Bluepeak’s fast and affordable internet service is achieving top service rankings across the company’s footprint as the competitive fiber provider continues to expand into new markets and enhance its network. Telecompetitor spoke with Rich Fish, Bluepeak chief executive officer, about the company’s strategy, which could be thought of as rural consolidation with a local flair.

Fish, who grew up in a small farming and ranching community in Nebraska, has first-hand experience living in markets like those that Bluepeak serves.

“I can come in and speak with a true understanding of what drives local communities and I have unbelievable empathy for what that means. To be honest, it resonates very, very powerfully in these communities,” said Fish.

“It’s an easy thing to provide lip service to, but it’s a lot more difficult to actually effect. That’s because you don’t get to just tell a community that you are local. That status is earned by being present and making those kinds of investments,” he added.

The local approach involves embedding the company into the community by investing in things that are important to the people that live there and by hiring locals to work as Bluepeak technicians and salespeople, he also noted.


Bluepeak has been swiftly and steadily expanding its footprint since its owner, private equity firm GI Partners, acquired competitive cable TV provider Vast Broadband in February 2021. At the time of the acquisition, Vast’s DOCSIS 3.1 network passed 150,000 homes in its anchor markets, Sioux Falls and Rapid City, SD.

GI’s first order of business was to transition the Vast brand to Bluepeak, a name that “reflects the vision of building a fiber-to-the-home (FTTH) expansion platform that brings true FTTH-based broadband to less competitive communities,” said Fish.

Bluepeak’s expansion efforts began in late 2021 and, by the end of fiscal 2022, the company had opened 18 new markets in a footprint that today includes Minnesota, Oklahoma, South Dakota, North Dakota and Wyoming, said Fish. By the end of fiscal 2023, Bluepeak will have doubled its operating footprint to 300,000 homes passed. All of the post-acquisition passings have been FTTH, he added.

“Everything we have done subsequent to the acquisition has been fiber. So, we have changed the character of the network,” said Fish. The company is also executing a multiyear strategy to upgrade its legacy cable network to DOCSIS 4.0, he added.

Source: Bluepeak

In July, Bluepeak announced that its internet service was ranked number one by Ookla’s Speeedtest Market Index report in 2Q 2023 for fastest internet speeds, most consistent network and lowest latency across several markets in its service area. Also in July, the fiber-first provider chose Alianza’s cloud communications platform to “reinvent itself” with fiber and cloud solutions.


The company offers customers a lot of bandwidth from its brand-new fiber networks. Residential customers can choose from 1G, 2G or 5G connections. Approximately 30 percent of new customers take either 2G or 5G service, said Fish.

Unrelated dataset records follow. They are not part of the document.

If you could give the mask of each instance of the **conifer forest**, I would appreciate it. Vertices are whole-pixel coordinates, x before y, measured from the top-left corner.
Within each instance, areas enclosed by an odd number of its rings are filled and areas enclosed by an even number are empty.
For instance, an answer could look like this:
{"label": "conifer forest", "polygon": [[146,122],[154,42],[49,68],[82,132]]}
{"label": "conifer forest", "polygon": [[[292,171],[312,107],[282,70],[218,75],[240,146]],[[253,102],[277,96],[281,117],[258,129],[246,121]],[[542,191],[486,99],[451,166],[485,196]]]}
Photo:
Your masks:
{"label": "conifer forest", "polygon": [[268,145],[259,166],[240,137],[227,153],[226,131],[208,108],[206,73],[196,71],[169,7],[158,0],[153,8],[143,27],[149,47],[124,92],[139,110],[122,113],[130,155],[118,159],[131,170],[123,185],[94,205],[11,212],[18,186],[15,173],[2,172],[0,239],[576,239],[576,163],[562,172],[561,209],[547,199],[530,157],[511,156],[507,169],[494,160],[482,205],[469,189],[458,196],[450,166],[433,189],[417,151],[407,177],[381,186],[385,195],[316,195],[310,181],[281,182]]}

“It is so gratifying to talk to these customers because you know they are coming from DSL service and really struggling to now having a 2G symmetrical offering,” he added.

The flagship offering for business and commercial customers is 10G.

Bluepeak is typically the first fiber provider in its new markets, which are fundamentally underserved with respect to both available services and limited competition, said Fish. Bluepeak considers both cost and potential customer penetration when evaluating new markets, he added.

“We are coming into these markets, which are largely served by incumbent HFC providers or ILECs, with a minimum of 1G symmetrical bandwidth and selling that for $50 a month,” said Fish. “Having that first mover advantage allows us to deliver a value proposition that is unbelievably disruptive.”

Funding The Future

Bluepeak seeks out government grants and funding on a limited basis and primarily through an opportunistic lens, said Fish. The company has used some government funding in South Dakota, but the majority of its expansion investments are made with private capital, he added.

“We will look for opportunities to augment, or expand to, adjacent areas from our existing footprint that make sense for us operationally. Those would definitely fall into the realm of broadband funding, depending on which program you are talking about and how far back you want to go, whether it’s ARPA or BEAD, but that’s not the Bluepeak model,” said Fish.

Meanwhile, Bluepeak’s growth continues, said Fish. Last year, in fiscal 2022, the company built approximately 70,000 new passings across its footprint. Bluepeak is on track to exceed that pace by the end of fiscal 2023 and plans to grow at that same cadence next year, he added.